Over the years Peter and Elaine Knobel have led a number of study trips to Jerusalem in an effort to establish a community where Beth Emet congregants could study with local scholars. Mrs. Knobel set up the trips, which Rabbi Knobel said were extremely well-organized.

Rabbi Knobel described his relationship with his wife as a partnership in every sense. She was always extremely supportive, he said, and understood the genuine need for a rabbi to be available and accessible to the congregation; their home was always open to all. Mrs. Knobel offered him great advice, he said, and was his best critic over the years.

Rabbi Knobel said the people of Beth Emet have been a supportive and committed community and have brought him and Elaine great joy.

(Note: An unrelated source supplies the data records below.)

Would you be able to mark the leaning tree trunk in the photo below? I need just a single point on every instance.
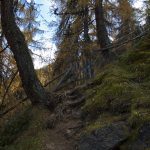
(102, 34)
(18, 45)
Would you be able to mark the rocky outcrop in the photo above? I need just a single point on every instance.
(106, 138)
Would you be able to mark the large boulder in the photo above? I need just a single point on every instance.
(105, 138)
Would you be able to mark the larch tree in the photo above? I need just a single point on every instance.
(16, 40)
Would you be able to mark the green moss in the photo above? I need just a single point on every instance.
(103, 120)
(122, 89)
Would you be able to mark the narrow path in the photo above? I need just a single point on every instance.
(64, 134)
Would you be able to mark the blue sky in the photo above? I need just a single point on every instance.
(46, 38)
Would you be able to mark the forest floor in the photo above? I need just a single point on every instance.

A booklet written for the June 5 celebration included tributes from elected officials as well as congregants. Mayor Elisabeth B. Tisdahl, on behalf of the entire Evanston community, wrote, “In a diverse community, fiercely proud of our ideas and ideals, you have been a wise and calming voice, helping us to find our better selves and turn words into actions. …”

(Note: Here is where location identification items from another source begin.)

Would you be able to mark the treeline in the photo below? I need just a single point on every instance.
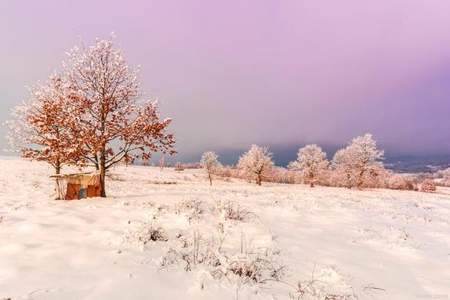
(358, 165)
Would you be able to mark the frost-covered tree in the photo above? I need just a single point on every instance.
(256, 163)
(311, 160)
(209, 162)
(358, 161)
(115, 124)
(43, 128)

 Congresswoman Jan D. Schakowsky, a Beth Emet member, noted, “… you have been a courageous and progressive leader of our community. … You have not been afraid to take positions that some consider controversial. Under your leadership, our synagogue has developed and implemented compassionate programs. …”

Senator Richard J. Durbin wrote, “… you have distinguished yourself as a steadfast hard-worker committed to the growth of your congregation and have been active in advocating for social action and justice.”

Rabbi Eric H. Yoffie, president of the Union for Reform Judaism, wrote, “… yours is a leading voice on behalf of interfaith cooperation and social justice within our Movement, eloquently and emphatically demonstrating that being a social activist is not only just doing good, but acting on the most fundamental teachings of Torah and tradition. …”

And from Phoenix, Ariz., former cantor Erin Frankel wrote, “… Beth Emet would not be what it is without your imprint, cultivated over many years. This congregation is your legacy, and there can be no greater honor.”